Jump to content

This is a read-only backup copy of Wikitech. The live site can be found at wikitech.wikimedia.org

Data Platform/Data Lake/Data Issues/2025-06-03 May 2025 spike in bot traffic

From Wikitech

May 2025 spike in bot traffic

Status Resolved
Severity High
Business data steward Omari Sefu
Technical data steward Andreas Hoelzl
Incident coordinator Omari Sefu, Andreas Hoelzl
Incident response team Marcel Ruiz Forns, Hamid Ghani (lead analyst), Maya Kampurath, Joseph Allemandou
Date detected June 3rd, 2025
Date resolved August 28th, 2025 (deployment of new bot detection heuristics); October 8th, 2025 (backfill complete)
Start of issue Mar 20, 2025 (effective date for the correction to pageview and daily unique device data using the new bot detection heuristic)
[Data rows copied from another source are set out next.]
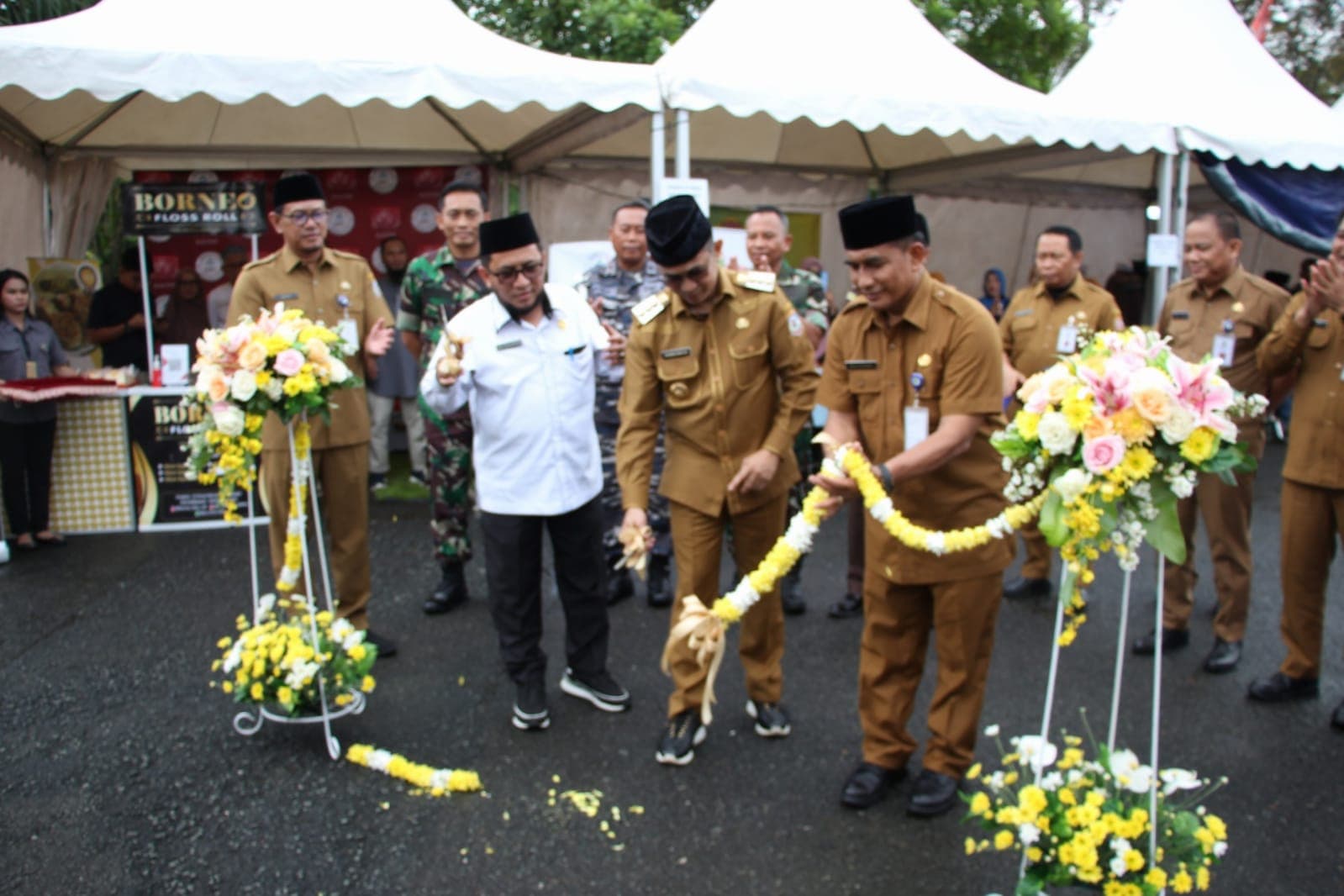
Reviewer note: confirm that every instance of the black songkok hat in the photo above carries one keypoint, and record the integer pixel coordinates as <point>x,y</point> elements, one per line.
<point>677,230</point>
<point>296,188</point>
<point>879,220</point>
<point>503,234</point>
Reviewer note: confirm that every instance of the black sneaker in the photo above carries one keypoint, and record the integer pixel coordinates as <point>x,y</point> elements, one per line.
<point>530,709</point>
<point>683,735</point>
<point>598,689</point>
<point>771,718</point>
<point>847,608</point>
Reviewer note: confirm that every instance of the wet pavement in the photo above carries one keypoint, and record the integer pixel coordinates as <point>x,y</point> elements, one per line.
<point>120,772</point>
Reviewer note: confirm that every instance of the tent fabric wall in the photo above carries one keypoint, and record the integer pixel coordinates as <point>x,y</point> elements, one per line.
<point>20,183</point>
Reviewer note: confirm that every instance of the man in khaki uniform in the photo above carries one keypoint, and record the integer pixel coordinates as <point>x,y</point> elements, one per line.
<point>1042,323</point>
<point>1223,310</point>
<point>913,371</point>
<point>1310,339</point>
<point>336,289</point>
<point>724,359</point>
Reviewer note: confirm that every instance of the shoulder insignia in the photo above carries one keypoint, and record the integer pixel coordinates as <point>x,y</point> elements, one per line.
<point>650,308</point>
<point>760,281</point>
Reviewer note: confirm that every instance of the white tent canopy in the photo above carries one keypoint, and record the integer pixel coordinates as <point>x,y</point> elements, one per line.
<point>1194,65</point>
<point>211,80</point>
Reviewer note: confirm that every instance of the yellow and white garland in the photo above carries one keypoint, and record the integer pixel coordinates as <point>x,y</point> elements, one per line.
<point>704,629</point>
<point>294,531</point>
<point>435,782</point>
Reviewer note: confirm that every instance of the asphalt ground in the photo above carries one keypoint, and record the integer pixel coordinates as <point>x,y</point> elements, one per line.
<point>120,772</point>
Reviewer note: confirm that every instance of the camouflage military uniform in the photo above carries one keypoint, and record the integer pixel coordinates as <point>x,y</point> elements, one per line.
<point>619,291</point>
<point>435,289</point>
<point>809,298</point>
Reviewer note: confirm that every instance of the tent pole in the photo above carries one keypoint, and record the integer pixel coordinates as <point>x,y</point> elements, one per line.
<point>683,143</point>
<point>1182,198</point>
<point>1162,276</point>
<point>657,155</point>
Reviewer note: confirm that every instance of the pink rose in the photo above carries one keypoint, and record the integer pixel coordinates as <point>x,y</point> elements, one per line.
<point>1104,453</point>
<point>289,361</point>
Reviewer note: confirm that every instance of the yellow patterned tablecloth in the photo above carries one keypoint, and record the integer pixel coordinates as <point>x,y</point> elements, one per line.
<point>90,467</point>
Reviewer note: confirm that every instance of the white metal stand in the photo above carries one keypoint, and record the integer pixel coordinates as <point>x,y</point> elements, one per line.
<point>249,722</point>
<point>1065,581</point>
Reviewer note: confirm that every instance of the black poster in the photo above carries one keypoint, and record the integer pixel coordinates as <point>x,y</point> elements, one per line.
<point>219,207</point>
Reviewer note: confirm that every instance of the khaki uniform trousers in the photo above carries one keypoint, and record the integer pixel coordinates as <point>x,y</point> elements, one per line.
<point>1312,520</point>
<point>697,545</point>
<point>1227,520</point>
<point>897,619</point>
<point>343,473</point>
<point>1036,565</point>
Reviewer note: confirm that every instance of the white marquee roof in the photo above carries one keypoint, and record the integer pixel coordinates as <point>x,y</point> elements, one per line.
<point>314,76</point>
<point>1194,65</point>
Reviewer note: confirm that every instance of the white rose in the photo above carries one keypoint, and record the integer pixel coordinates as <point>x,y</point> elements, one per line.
<point>244,386</point>
<point>229,419</point>
<point>1178,428</point>
<point>1072,484</point>
<point>1056,435</point>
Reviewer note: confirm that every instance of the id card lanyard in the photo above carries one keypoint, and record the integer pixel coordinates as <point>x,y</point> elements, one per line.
<point>1225,345</point>
<point>915,415</point>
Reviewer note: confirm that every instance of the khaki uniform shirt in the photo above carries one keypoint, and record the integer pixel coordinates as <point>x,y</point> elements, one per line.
<point>281,277</point>
<point>1249,305</point>
<point>1316,352</point>
<point>951,340</point>
<point>1031,323</point>
<point>726,386</point>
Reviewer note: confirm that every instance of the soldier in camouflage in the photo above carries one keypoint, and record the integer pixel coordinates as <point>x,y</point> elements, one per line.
<point>613,289</point>
<point>435,287</point>
<point>767,244</point>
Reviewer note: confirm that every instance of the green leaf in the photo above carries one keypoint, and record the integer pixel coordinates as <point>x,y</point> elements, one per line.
<point>1052,520</point>
<point>1164,534</point>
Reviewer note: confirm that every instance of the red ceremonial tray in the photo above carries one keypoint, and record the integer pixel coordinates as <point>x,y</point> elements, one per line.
<point>51,387</point>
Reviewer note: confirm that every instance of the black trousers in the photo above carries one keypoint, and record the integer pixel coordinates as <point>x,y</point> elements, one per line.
<point>26,467</point>
<point>514,575</point>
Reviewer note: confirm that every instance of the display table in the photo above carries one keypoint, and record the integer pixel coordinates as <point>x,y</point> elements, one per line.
<point>119,462</point>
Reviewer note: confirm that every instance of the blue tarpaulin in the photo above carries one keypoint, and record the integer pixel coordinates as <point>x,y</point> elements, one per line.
<point>1300,207</point>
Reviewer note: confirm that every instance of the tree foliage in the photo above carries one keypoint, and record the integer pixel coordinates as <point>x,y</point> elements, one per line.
<point>1307,36</point>
<point>610,29</point>
<point>1025,40</point>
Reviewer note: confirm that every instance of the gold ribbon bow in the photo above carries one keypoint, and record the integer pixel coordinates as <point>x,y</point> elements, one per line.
<point>704,635</point>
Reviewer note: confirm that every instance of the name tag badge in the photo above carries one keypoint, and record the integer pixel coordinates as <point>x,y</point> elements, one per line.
<point>917,426</point>
<point>1067,341</point>
<point>348,335</point>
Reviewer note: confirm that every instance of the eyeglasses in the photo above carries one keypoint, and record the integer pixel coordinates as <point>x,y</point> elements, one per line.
<point>509,274</point>
<point>304,217</point>
<point>695,273</point>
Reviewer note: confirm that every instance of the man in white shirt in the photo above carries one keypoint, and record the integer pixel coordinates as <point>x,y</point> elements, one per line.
<point>529,372</point>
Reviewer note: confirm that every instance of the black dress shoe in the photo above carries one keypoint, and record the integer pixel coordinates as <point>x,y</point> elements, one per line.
<point>1019,588</point>
<point>451,592</point>
<point>791,592</point>
<point>659,586</point>
<point>386,646</point>
<point>619,586</point>
<point>1173,640</point>
<point>933,794</point>
<point>1223,657</point>
<point>847,608</point>
<point>1277,688</point>
<point>868,785</point>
May 1, 2025 (effective date for the correction to monthly unique device data) May & June 2025 (period where we observed the most notable increase in user pageviews and unique devices before the new bot detection heuristic was implemented)
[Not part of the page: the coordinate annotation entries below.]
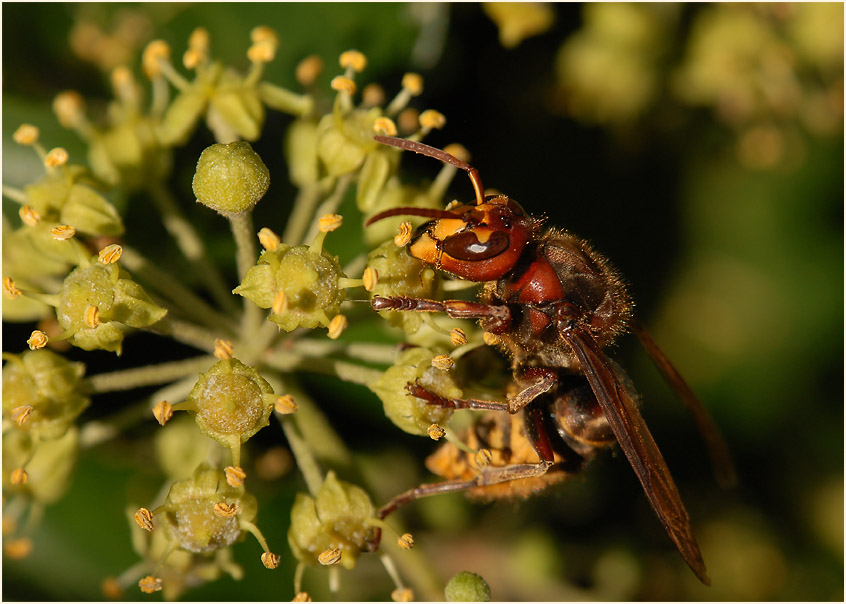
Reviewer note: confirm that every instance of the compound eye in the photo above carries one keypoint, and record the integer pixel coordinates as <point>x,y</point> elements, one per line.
<point>466,246</point>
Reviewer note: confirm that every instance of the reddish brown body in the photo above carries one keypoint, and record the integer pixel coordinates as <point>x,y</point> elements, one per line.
<point>553,304</point>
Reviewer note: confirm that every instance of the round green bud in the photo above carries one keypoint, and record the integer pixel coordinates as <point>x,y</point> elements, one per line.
<point>467,587</point>
<point>337,518</point>
<point>49,384</point>
<point>231,402</point>
<point>191,515</point>
<point>230,178</point>
<point>410,413</point>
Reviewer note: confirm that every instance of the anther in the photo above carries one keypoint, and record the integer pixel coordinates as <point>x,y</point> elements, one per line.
<point>144,519</point>
<point>63,232</point>
<point>435,432</point>
<point>385,126</point>
<point>26,135</point>
<point>150,584</point>
<point>56,157</point>
<point>225,510</point>
<point>37,339</point>
<point>330,557</point>
<point>285,405</point>
<point>163,411</point>
<point>235,476</point>
<point>403,236</point>
<point>223,349</point>
<point>330,222</point>
<point>268,239</point>
<point>337,326</point>
<point>110,254</point>
<point>354,59</point>
<point>21,414</point>
<point>370,278</point>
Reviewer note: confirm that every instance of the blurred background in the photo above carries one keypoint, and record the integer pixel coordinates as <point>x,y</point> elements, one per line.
<point>698,146</point>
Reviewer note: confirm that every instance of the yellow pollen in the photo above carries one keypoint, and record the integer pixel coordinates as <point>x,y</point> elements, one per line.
<point>21,414</point>
<point>406,541</point>
<point>270,560</point>
<point>56,157</point>
<point>156,51</point>
<point>385,125</point>
<point>458,151</point>
<point>354,59</point>
<point>223,348</point>
<point>17,549</point>
<point>235,476</point>
<point>444,362</point>
<point>92,316</point>
<point>370,278</point>
<point>63,232</point>
<point>342,84</point>
<point>430,119</point>
<point>26,134</point>
<point>403,235</point>
<point>29,216</point>
<point>110,254</point>
<point>19,477</point>
<point>280,303</point>
<point>308,70</point>
<point>435,432</point>
<point>150,584</point>
<point>268,239</point>
<point>9,289</point>
<point>330,557</point>
<point>458,337</point>
<point>337,326</point>
<point>163,411</point>
<point>413,82</point>
<point>144,519</point>
<point>38,339</point>
<point>226,510</point>
<point>285,405</point>
<point>330,222</point>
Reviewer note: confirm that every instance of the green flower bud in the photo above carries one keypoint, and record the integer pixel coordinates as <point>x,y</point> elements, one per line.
<point>402,275</point>
<point>237,106</point>
<point>230,177</point>
<point>411,414</point>
<point>190,513</point>
<point>337,518</point>
<point>61,197</point>
<point>467,587</point>
<point>310,281</point>
<point>49,464</point>
<point>231,402</point>
<point>50,386</point>
<point>118,300</point>
<point>301,152</point>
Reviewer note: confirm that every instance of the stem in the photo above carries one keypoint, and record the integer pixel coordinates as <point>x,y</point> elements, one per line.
<point>191,245</point>
<point>128,379</point>
<point>177,294</point>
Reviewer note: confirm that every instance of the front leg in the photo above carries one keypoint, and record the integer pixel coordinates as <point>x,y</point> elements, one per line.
<point>496,318</point>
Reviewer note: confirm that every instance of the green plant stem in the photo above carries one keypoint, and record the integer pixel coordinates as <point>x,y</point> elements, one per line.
<point>330,205</point>
<point>245,242</point>
<point>191,245</point>
<point>304,206</point>
<point>127,379</point>
<point>177,294</point>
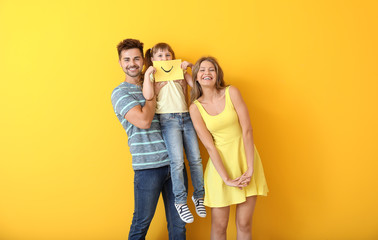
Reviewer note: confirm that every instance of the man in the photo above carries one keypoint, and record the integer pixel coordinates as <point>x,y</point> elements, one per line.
<point>149,156</point>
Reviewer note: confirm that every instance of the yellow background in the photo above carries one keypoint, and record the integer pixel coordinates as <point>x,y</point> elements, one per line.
<point>307,70</point>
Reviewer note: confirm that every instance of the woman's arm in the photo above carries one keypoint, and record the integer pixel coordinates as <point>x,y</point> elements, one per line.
<point>207,140</point>
<point>187,76</point>
<point>148,85</point>
<point>245,123</point>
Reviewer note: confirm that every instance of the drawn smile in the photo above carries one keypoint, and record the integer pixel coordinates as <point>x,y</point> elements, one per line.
<point>167,71</point>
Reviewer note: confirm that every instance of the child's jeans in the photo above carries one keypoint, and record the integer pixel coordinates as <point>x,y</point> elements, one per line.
<point>178,132</point>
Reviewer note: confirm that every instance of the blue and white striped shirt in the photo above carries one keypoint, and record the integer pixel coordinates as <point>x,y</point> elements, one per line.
<point>146,145</point>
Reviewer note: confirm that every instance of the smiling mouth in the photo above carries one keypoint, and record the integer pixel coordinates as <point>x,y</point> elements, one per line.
<point>167,71</point>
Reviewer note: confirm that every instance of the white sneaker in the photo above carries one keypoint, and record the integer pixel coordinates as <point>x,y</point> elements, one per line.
<point>200,208</point>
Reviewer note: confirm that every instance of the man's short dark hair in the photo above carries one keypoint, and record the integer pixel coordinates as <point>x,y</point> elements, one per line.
<point>129,44</point>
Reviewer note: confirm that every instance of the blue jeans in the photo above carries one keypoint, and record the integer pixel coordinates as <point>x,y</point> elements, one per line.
<point>148,184</point>
<point>178,132</point>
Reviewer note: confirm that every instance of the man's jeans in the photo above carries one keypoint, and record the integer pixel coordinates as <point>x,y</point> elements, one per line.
<point>148,184</point>
<point>178,132</point>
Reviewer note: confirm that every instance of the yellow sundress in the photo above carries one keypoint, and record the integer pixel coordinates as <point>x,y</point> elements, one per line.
<point>228,139</point>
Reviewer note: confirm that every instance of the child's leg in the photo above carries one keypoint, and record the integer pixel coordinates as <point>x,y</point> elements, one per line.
<point>193,155</point>
<point>172,134</point>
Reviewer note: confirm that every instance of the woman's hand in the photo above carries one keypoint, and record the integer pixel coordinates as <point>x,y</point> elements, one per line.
<point>159,86</point>
<point>237,182</point>
<point>246,177</point>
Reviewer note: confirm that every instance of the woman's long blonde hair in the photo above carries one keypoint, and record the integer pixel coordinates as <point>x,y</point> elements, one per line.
<point>196,91</point>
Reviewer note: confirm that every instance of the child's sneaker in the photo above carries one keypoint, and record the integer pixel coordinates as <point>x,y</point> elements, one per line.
<point>184,213</point>
<point>200,208</point>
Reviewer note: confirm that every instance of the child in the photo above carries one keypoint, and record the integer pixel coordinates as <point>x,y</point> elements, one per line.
<point>177,130</point>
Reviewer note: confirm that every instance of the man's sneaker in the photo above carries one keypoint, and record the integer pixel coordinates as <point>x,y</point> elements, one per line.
<point>184,213</point>
<point>200,208</point>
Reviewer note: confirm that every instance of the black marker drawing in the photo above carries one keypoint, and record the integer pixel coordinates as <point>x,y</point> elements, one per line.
<point>168,70</point>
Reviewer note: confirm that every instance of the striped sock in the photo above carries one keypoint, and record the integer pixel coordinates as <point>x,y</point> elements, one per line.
<point>200,208</point>
<point>184,213</point>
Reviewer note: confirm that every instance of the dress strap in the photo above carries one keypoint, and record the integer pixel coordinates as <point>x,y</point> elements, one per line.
<point>228,98</point>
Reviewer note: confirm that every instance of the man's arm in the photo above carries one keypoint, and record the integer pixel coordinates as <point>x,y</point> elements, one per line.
<point>141,117</point>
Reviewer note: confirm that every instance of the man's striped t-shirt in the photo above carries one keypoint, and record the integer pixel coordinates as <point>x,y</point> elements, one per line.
<point>146,145</point>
Phabricator ticket T395934 , T405667 (backfill)

Summary

As Wikipedia traffic comes in, we classify it as coming from either humans (“users”) or bots (“spider” or “automated”). Some bots attempt to bypass rate limits or other restrictions with increasing sophistication.
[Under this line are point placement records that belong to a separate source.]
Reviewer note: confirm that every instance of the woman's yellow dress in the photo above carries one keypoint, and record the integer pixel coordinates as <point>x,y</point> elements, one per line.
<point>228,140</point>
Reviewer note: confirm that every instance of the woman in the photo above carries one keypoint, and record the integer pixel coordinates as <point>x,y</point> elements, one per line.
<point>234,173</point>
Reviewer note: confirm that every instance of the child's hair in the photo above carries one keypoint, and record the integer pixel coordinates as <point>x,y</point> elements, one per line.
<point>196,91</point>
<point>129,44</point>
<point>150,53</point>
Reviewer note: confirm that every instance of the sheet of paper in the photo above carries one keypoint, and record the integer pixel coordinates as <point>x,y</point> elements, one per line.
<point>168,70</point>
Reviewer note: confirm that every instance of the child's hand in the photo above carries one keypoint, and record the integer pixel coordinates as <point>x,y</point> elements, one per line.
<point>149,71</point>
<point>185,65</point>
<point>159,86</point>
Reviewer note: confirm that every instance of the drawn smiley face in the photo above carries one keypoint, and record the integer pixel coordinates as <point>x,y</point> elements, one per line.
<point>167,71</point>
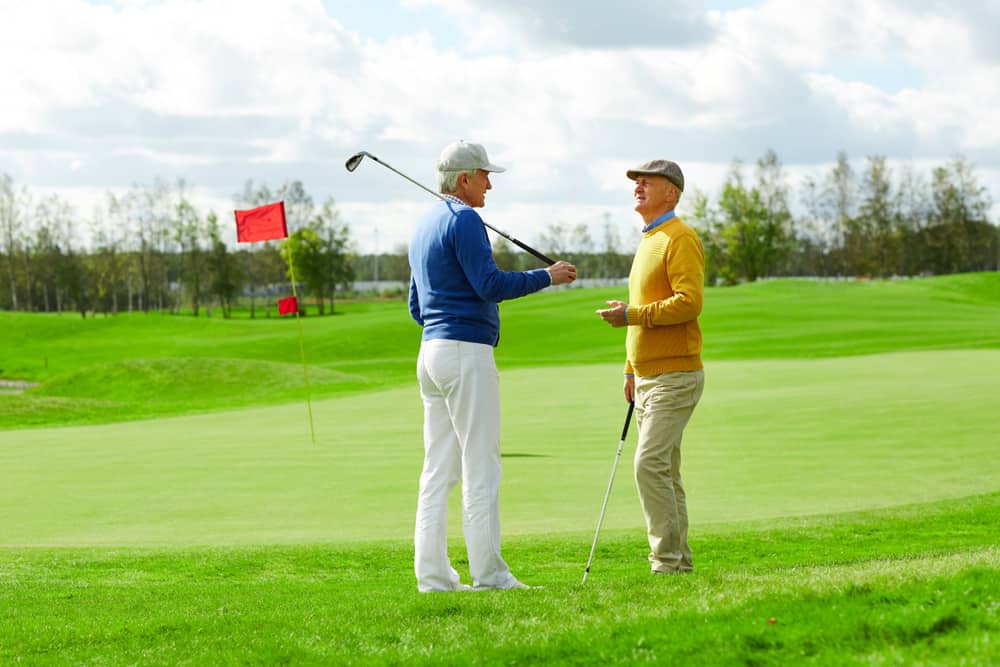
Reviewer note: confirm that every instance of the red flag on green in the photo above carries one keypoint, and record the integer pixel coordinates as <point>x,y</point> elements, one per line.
<point>264,223</point>
<point>288,306</point>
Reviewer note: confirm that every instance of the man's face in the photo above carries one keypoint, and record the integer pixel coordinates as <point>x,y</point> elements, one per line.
<point>476,187</point>
<point>654,195</point>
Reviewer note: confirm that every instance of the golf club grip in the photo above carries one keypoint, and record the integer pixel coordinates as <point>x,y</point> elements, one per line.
<point>628,419</point>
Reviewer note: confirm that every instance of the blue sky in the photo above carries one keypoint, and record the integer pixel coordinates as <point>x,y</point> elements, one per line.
<point>566,94</point>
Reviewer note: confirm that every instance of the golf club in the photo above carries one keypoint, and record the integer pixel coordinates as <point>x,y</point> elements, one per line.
<point>604,507</point>
<point>353,162</point>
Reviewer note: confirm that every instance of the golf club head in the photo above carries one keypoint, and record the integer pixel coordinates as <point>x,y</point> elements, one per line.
<point>353,161</point>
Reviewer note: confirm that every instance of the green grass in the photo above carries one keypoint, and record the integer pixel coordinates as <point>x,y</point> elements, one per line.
<point>137,366</point>
<point>841,471</point>
<point>770,439</point>
<point>912,585</point>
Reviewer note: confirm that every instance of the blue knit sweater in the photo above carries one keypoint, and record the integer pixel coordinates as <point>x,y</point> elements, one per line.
<point>455,284</point>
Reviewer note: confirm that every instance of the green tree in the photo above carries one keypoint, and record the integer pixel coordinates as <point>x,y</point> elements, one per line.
<point>188,234</point>
<point>877,223</point>
<point>223,267</point>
In June 2025, we observed an unusually large increase in our measurement of unique devices for May 2025 ( T395934 ). This spike was predominantly geolocated to Brazil, accounting for approximately 300 million additional unique devices compared to the previous year. We also observed a substantial rise in “user” pageviews, with Brazil again showing the largest increase (roughly 1.2 billion additional pageviews compared to May 2024). This represented a new peak in traffic growth from Brazil, which began in January 2025 with modest increases and spiked at the end of April and into May 2025.

After investigation, it became clear that non-human (bot) traffic was significantly inflating our user pageview and unique device counts. These bots bypassed our existing bot detection heuristics.

Impact on metrics

All Wikimedia projects
Metrics Month Pre-correction (data reported before October 2025) Post-correction

(data reported after October 2025)

Difference between pre- and post-corrected data
User pageviews March 2025 (partial month March 20-31 corrected)) 16.6B

(6.4B)

16.2B

(6.0B)

-2.4% Overall month

(-6% (within corrected period))

April 2025 15.3B 14.3B -6.6%
May 2025 17.2B 14.5B -15.5%
June 2025 15.5B 13.3B -14.3%
July 2025 15.4B 14.2B -8.0%
August 2025 (partial month) 15.4B 14.4B -6.3%
Unique devices Note: we capture unique devices on a per project and per project family basis, but they cannot be aggregated across project families.
All Wikipedias
Metric Month Pre-correction (data reported before October 2025) Post-correction

(data reported after October 2025)

Difference between pre- and post-corrected data
User pageviews March 2025 (only March 20-31 corrected) 15.3B

(5.88B)

15.1B

(5.62B)

-1.7% (overall month)

(-4.4% within corrected period)

April 2025 14.3B 13.7B -4.3%
May 2025 15.2B 13.8B -9.2%
June 2025 13.8B 12.5B -9.0%
July 2025 14.0B 13.4B -4.3%
August 2025

(partial month)

14.2B 13.7B -3.8%
Unique devices March 2025 1.85B none (not corrected)
April 2025 1.82B none (not corrected)
May 2025 2.15B 1.78B -17.0%
June 2025 2.08B 1.69B -18.9%
July 2025 1.93B 1.76B -9.1%
August 2025 1.81B 1.73B -4.3%

Note: Post-correction metrics better reflect user behavior. Previous metrics were skewed by non-human activity.

Findings

Signals indicating bot traffic

Missing referral headers, outdated browser versions, and large amounts of traffic that diverged from standard browsing behavior.

Root cause

A new pattern for bot traffic emerged that was not being detected by our existing heuristics.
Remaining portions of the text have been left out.